Okumak benim yaralarımdan biridir. Orta okul ve lise de başarılı bir öğrenciydim ama imkansızlıklar yüzünden ailemden yeterli desteği de göremediğimden şimdi evde çocuk pişpişliyorum. Orta okulda sınıf da 5 kişi çok başarılıydık. Öğretmenler parmakla gösterirlerdi bizi o zaman süper liseler yeni açılmıştı kayıt paraları özel okullarla eş di diyebilirim. Babam orta okul diplomamı alıp süper liseleri gezdi, ama çok para istediler. Bir de diploma notum 5 üzerinden 4.55 ti eğer 5 falan olsa parasız alırlarmış yani ben o köylerden birinci çıkan öğrenciler kadar zeki değildim ama çalışmayla bir şeyler başarabiliyordum. Arkadaşlarımın hepsi süper liselere gitti akabinde dersanelere de ailelerin durumları daha iyiydi. Geçenlerde face de birini buldum dr çıkmış o zamanlar diyrodu dr olacağım diye. Ben ticaret lisesine gittim, kayıt yapılırken çok kişi burada ziyan olur süper liseye gitsin dedi ama işte para yüzünden olmadı. Ailemde ticaret lisesini bitirir meslek sahibi olur diye düşündü. Üniversite yi dışarıdan bitirirmişim. Son senemde istediğin bölüme verilmedim müdür muavini yüzünden abuk bir bölüme verdiler. Dersane dedim ailem burun kıvırdı. O zamanlar öyle rehber öğretmen de yok bir tek matematik öğretmenim kurs açtı gelmemi istemişti ona da vermediler. O zamanlar ticaret lisesine gidenler üniversite şansını zedeliyordu. Öğretmenler bile üniversiteyi unutun diyorlardı. Şimdi çok sınav var ama destek de fazla başarılı öğrenciye özel okulların kapısı açık. Öğretmenler yönlendiriyor. Ben bu desteklerin hiç birini görmedim. En azından ailem arkamdan itekleseydi okuyacaksın sonuna kadar deseydi o da olmadı. Kendimi de suçluyorum ama 17-18 yaşında insan geleceğini çok iyi tahlil edemiyor. Etraftan destek görmesi şart. Dersaneye gitmeden sınavı iyi derecede veren öğrenci görmedim ben, eğitim sistemi buna göre ayarlanmış, sanki dersane devlet el ele vermiş gibi. Köyde birinci çıkan çok başarılı öğrencilere devlet destek veriyor, oralarda çocuklar okusun diye, şehirde yaşayan orta direk ailenin başarılı çocuğuna kimse bakmıyor. Bursun ne demek olduğunu ben lise bitince öğrendim.

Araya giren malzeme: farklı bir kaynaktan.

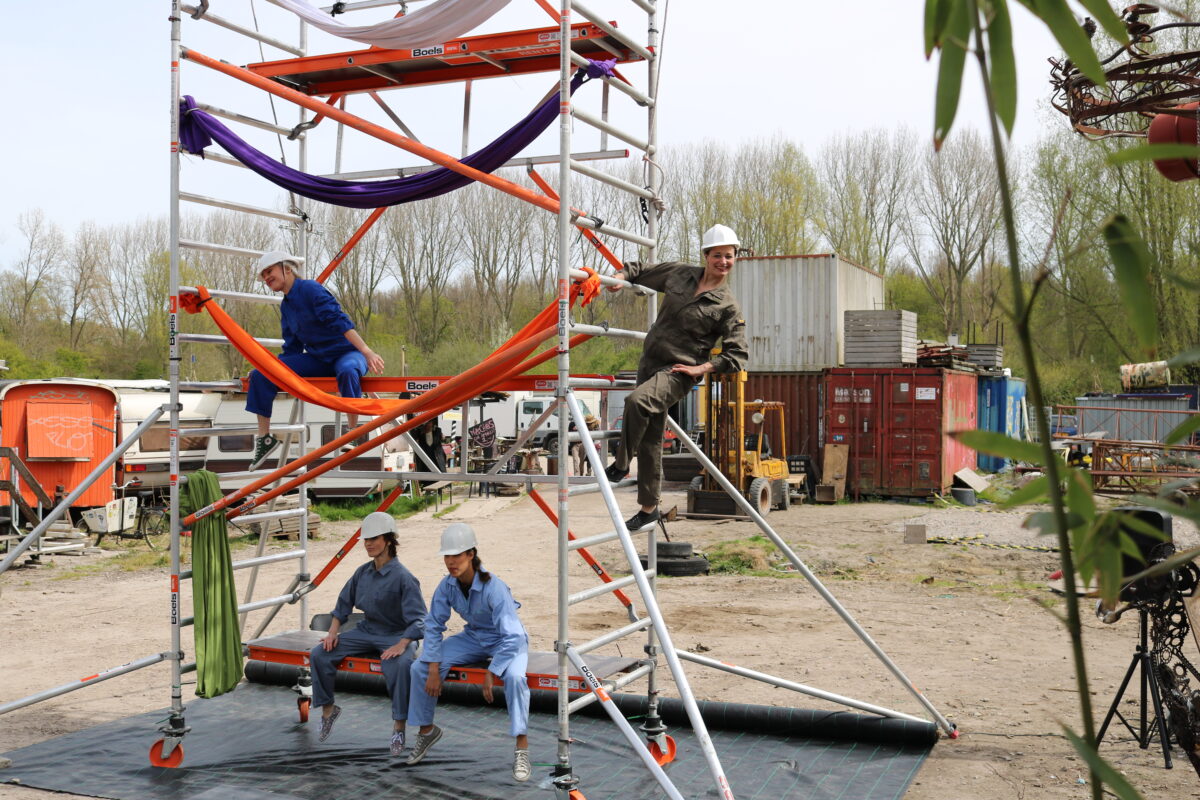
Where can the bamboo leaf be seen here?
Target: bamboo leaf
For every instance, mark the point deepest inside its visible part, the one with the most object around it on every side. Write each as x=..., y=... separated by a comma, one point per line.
x=1103, y=770
x=1153, y=152
x=997, y=444
x=1183, y=432
x=936, y=13
x=949, y=68
x=1109, y=20
x=1067, y=30
x=1132, y=259
x=1183, y=359
x=1003, y=64
x=1033, y=492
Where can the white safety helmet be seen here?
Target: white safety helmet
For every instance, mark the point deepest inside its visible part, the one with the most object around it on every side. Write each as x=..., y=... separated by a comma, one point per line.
x=457, y=537
x=377, y=523
x=718, y=235
x=273, y=257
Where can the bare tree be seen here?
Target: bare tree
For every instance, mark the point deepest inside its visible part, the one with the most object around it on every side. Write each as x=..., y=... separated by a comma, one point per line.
x=955, y=217
x=27, y=289
x=868, y=179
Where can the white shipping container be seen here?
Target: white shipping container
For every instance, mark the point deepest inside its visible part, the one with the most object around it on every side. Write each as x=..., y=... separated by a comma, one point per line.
x=795, y=307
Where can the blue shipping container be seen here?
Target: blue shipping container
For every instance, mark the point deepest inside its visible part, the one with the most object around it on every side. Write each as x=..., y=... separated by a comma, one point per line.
x=1000, y=409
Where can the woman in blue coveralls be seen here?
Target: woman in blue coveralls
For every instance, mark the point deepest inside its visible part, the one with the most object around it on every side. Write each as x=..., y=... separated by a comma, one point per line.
x=390, y=599
x=318, y=340
x=492, y=630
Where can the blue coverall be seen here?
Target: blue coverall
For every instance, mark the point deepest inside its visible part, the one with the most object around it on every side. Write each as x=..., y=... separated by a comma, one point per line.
x=394, y=609
x=315, y=346
x=492, y=630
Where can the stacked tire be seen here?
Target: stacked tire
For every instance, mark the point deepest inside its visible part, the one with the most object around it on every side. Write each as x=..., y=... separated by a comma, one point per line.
x=677, y=559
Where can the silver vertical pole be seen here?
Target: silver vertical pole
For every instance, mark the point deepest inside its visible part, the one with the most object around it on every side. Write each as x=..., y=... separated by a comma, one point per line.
x=174, y=727
x=563, y=779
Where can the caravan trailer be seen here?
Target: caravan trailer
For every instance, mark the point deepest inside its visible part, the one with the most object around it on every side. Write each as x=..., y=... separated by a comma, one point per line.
x=233, y=452
x=148, y=459
x=63, y=428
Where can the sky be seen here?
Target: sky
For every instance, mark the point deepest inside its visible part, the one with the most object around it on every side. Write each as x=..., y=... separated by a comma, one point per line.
x=85, y=121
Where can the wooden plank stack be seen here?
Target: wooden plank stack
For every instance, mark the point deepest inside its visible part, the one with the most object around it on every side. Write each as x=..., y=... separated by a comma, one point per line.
x=880, y=338
x=990, y=356
x=287, y=527
x=951, y=356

Bende eğitim sisteminin Avrupa daki gibi sınav stresi olmadan çocukların yatkın olduğu başarılı olduğu alanlara yönlendirilerek yapılandırılmasını istiyorum.
 
yapılan adaletsizlik bencede parayı veren istediğini okuyor :19:
bu durumda parasız olanlara haksızlık yapılmış olmuyor mu:20:
insanın aklından ister istemez bunlar geçiyor seni anlıyorum
inşallah kızın daha çok çalışıp daha iyi yerlere gelir canım:31:
 
Bence is ogrencide bitiyor. Ne fakir ogrenciler var, notlariyla burslar kazanip okuyorlar. Guzel isleri olan, basarili insanlarin kac tanesi zengin bir aileden gelmedir sizce? Ogrenci yaparsa yapar, kendi gelecegini hazirlar, ben bunu diyorum. Okumanin zengin olmakla ilgisi yok.